Quelles ont été les conséquences de la mise en vente des œuvres de Picasso en 2010 ?

La mise en vente en 2010 de nombreuses œuvres de Picasso, jusqu’alors non répertoriées, a entraîné des répercussions significatives, notamment une enquête judiciaire.

Cette situation a soulevé des doutes quant à l’authenticité et à l’origine de certaines œuvres, mais ces doutes ne suffisent pas à annuler une vente pour dol.

Dans le cas de la vente par la société Tajan d’une paire de bronzes attribuée à Picasso, les juges ont validé la transaction malgré les préoccupations exprimées par Claude Ruiz Picasso concernant la provenance des vases.

Il est important de noter que Claude Ruiz Picasso n’a pas clairement refusé d’émettre une opinion positive sur l’authenticité de l’œuvre, ce qui a contribué à la décision des juges.

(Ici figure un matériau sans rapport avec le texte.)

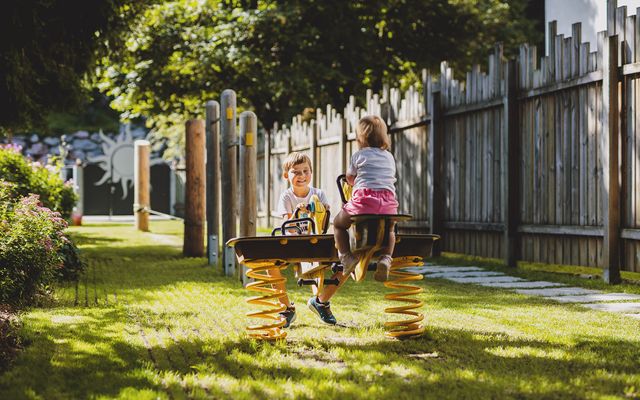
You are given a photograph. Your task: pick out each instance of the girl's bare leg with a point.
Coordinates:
(341, 223)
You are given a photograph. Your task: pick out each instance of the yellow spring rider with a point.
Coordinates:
(303, 240)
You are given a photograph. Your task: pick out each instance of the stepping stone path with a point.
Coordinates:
(594, 299)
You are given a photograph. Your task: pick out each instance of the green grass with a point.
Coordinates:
(145, 322)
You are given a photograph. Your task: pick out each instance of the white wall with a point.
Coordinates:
(592, 14)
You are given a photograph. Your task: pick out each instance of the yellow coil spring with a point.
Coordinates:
(263, 284)
(397, 279)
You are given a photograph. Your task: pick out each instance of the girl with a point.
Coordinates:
(372, 173)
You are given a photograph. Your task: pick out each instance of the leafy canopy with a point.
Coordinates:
(283, 56)
(47, 50)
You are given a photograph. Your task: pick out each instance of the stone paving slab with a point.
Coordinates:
(464, 274)
(615, 307)
(433, 269)
(486, 279)
(588, 298)
(570, 291)
(526, 284)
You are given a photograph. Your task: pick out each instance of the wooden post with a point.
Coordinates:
(314, 153)
(248, 179)
(609, 146)
(141, 176)
(510, 171)
(229, 158)
(78, 188)
(212, 109)
(267, 174)
(435, 171)
(194, 204)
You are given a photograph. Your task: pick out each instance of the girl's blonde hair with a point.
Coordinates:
(372, 132)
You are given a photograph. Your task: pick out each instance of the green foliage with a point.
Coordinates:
(50, 47)
(283, 56)
(30, 247)
(29, 177)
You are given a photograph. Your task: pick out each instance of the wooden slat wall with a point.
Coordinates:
(560, 172)
(472, 157)
(560, 127)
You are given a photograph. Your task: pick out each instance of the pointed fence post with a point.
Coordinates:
(141, 174)
(194, 210)
(212, 109)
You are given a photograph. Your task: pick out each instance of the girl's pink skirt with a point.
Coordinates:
(371, 201)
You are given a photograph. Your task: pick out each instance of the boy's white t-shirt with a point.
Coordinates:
(374, 168)
(289, 201)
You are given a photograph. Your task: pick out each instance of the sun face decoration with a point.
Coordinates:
(117, 161)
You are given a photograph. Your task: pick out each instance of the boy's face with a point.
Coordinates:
(299, 175)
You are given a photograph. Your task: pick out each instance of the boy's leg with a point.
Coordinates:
(330, 290)
(275, 273)
(341, 223)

Quelle est la responsabilité de l’intermédiaire en art dans ce contexte ?

Dans ce contexte, la société Tajan a agi de bonne foi lors de la vente, ignorant qu’il existait un obstacle à la délivrance d’un certificat d’authenticité en raison de la provenance des vases.

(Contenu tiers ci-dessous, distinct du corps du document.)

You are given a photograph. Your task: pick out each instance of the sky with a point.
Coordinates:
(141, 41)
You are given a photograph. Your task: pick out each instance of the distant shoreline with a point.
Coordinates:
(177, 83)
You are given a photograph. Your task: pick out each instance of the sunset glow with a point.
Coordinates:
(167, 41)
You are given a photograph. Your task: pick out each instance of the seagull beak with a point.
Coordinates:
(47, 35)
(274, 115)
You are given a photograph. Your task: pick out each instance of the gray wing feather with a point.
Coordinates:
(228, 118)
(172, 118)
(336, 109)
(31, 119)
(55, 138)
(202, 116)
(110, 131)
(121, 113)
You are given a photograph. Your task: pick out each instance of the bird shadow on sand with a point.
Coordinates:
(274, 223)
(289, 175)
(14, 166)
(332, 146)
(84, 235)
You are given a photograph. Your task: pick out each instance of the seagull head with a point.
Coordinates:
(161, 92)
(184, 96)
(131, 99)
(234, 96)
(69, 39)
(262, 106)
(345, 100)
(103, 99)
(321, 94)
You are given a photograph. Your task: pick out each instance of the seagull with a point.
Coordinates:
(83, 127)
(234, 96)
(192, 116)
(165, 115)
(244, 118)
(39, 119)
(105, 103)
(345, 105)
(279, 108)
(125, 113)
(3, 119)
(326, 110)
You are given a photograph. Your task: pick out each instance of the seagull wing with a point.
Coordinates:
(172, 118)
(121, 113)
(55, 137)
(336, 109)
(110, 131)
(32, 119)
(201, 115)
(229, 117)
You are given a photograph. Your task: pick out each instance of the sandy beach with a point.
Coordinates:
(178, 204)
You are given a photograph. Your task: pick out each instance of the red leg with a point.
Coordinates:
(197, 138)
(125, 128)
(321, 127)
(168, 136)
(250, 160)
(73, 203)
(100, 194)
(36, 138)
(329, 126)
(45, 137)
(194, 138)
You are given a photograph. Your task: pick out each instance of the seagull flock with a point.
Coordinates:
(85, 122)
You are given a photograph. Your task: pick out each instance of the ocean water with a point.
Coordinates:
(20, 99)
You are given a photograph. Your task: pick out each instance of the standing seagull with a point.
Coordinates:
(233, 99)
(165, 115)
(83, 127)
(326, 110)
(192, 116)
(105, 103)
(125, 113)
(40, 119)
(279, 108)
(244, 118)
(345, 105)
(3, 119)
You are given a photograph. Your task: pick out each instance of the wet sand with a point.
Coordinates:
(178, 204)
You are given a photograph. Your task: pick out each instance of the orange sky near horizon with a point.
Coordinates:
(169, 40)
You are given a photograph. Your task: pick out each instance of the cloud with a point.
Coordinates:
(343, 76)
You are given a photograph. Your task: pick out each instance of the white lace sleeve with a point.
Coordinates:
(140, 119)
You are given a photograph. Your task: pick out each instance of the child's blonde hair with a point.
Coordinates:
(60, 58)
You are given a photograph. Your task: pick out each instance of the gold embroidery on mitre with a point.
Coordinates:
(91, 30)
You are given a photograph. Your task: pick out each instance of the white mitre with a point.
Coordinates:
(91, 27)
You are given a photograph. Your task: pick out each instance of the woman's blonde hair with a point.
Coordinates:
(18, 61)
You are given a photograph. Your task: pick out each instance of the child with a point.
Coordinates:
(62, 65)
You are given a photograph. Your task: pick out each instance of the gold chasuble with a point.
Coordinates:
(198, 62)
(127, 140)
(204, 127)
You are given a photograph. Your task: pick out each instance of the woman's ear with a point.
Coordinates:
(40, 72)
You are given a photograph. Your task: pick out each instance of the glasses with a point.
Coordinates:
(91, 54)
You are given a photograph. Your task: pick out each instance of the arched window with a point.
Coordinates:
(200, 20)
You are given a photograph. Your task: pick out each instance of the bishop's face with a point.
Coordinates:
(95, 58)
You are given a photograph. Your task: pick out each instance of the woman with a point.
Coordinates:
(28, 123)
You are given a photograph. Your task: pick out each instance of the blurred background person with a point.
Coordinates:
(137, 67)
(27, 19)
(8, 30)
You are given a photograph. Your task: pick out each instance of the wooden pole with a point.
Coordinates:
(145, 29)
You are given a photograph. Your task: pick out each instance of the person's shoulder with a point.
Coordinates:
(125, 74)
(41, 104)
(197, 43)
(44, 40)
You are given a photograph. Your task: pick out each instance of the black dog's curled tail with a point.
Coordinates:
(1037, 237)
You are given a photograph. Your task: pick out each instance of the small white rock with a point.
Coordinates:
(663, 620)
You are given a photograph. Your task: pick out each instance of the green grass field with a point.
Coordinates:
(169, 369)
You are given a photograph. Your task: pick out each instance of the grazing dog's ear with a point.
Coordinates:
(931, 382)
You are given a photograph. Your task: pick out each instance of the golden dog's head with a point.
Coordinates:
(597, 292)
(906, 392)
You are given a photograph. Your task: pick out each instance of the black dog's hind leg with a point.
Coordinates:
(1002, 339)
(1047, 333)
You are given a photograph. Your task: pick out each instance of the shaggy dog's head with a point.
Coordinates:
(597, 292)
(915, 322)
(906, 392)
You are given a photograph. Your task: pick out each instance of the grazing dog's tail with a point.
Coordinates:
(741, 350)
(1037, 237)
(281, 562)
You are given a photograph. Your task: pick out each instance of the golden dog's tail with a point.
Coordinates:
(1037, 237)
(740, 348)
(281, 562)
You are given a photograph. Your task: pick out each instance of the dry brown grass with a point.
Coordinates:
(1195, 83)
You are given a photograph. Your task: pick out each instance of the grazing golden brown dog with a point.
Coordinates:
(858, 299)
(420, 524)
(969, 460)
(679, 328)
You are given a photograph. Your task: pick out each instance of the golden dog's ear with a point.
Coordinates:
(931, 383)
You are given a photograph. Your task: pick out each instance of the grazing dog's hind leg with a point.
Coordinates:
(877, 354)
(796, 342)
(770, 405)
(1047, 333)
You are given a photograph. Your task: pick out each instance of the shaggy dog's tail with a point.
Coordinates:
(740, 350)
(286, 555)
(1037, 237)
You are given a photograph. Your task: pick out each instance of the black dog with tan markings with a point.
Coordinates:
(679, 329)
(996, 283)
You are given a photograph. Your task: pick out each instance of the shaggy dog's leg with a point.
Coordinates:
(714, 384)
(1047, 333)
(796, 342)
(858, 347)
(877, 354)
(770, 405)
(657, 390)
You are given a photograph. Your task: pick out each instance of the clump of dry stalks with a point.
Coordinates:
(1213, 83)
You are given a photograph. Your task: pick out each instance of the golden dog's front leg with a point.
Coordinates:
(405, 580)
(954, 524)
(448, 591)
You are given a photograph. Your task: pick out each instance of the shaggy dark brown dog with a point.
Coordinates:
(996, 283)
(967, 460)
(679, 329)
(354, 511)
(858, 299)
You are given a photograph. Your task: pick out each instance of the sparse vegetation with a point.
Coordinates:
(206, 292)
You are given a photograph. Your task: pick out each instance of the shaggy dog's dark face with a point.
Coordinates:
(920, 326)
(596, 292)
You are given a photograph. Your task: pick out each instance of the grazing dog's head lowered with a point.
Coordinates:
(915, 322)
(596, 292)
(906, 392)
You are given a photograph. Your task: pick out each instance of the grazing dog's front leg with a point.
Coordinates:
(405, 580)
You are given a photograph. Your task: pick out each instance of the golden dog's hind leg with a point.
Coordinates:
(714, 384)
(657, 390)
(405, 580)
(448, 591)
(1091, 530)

Les juges ont estimé qu’il ne pouvait pas être reproché à Tajan d’avoir omis d’informer l’acheteur des difficultés d’obtention de ce certificat, qui étaient méconnues à ce moment-là.

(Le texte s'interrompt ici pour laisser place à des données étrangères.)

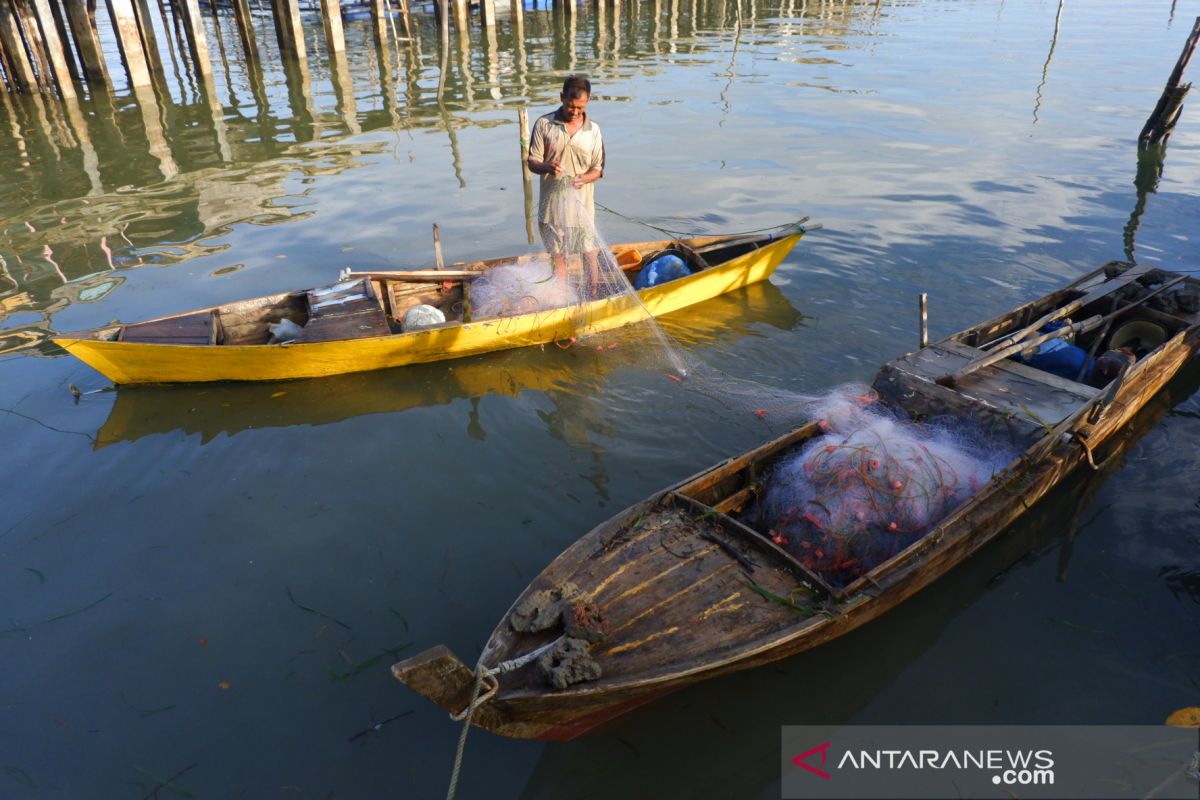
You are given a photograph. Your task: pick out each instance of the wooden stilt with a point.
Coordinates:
(379, 23)
(245, 29)
(54, 50)
(331, 18)
(91, 56)
(197, 41)
(1167, 113)
(460, 14)
(487, 13)
(923, 304)
(36, 48)
(125, 24)
(22, 74)
(60, 24)
(288, 26)
(526, 173)
(516, 14)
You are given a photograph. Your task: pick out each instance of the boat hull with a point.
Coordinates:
(132, 362)
(523, 709)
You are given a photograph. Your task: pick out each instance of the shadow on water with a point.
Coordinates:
(721, 738)
(231, 408)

L’acheteur avait la possibilité d’exiger un certificat d’authenticité avant la transaction, mais il ne l’a pas fait, ce qui a également joué en faveur de Tajan.

Les juges n’ont pas imposé au vendeur ou à son mandataire l’obligation d’informer l’acheteur de toutes les péripéties entourant la mise sur le marché de l’œuvre, car la bonne foi du vendeur n’avait jamais été contestée.

Comment la possession est-elle considérée en matière de propriété d’œuvres d’art ?

Selon l’article 2276 du code civil, en matière de meubles, la possession vaut titre. Cela signifie que la possession d’une œuvre d’art peut conférer des droits de propriété, même en l’absence de documents formels.

Dans le cas présent, le vendeur a toujours affirmé avoir reçu les deux vases Picasso par donation, ce qui renforce sa position de bonne foi.

La bonne foi est présumée, sauf preuve du contraire, et elle implique que le possesseur croyait légitimement à la propriété des biens qu’il a reçus.

Il est également important de noter que les ayants droit de Pablo Picasso n’ont jamais engagé d’action en revendication contre le vendeur, ce qui pourrait indiquer leur acquiescement à la situation.

Les ayants droit de l’artiste peuvent-ils être contraints de délivrer un certificat d’authenticité ?

Il a été établi que même en cas de refus de délivrer un certificat d’authenticité, les juges ne peuvent pas ordonner aux ayants droit de l’artiste de le fournir.

Claude Ruiz Picasso a considéré l’œuvre comme authentique, mais a justifié son refus de délivrer un certificat par des préoccupations concernant la provenance des vases.

Les héritiers de l’artiste ont manifesté un souci d’assainir le marché de l’art en luttant contre la vente d’œuvres frauduleusement soustraites.

Cette attitude de fermeté vis-à-vis de la provenance douteuse des œuvres a été un facteur déterminant dans la décision des juges concernant la délivrance du certificat d’authenticité.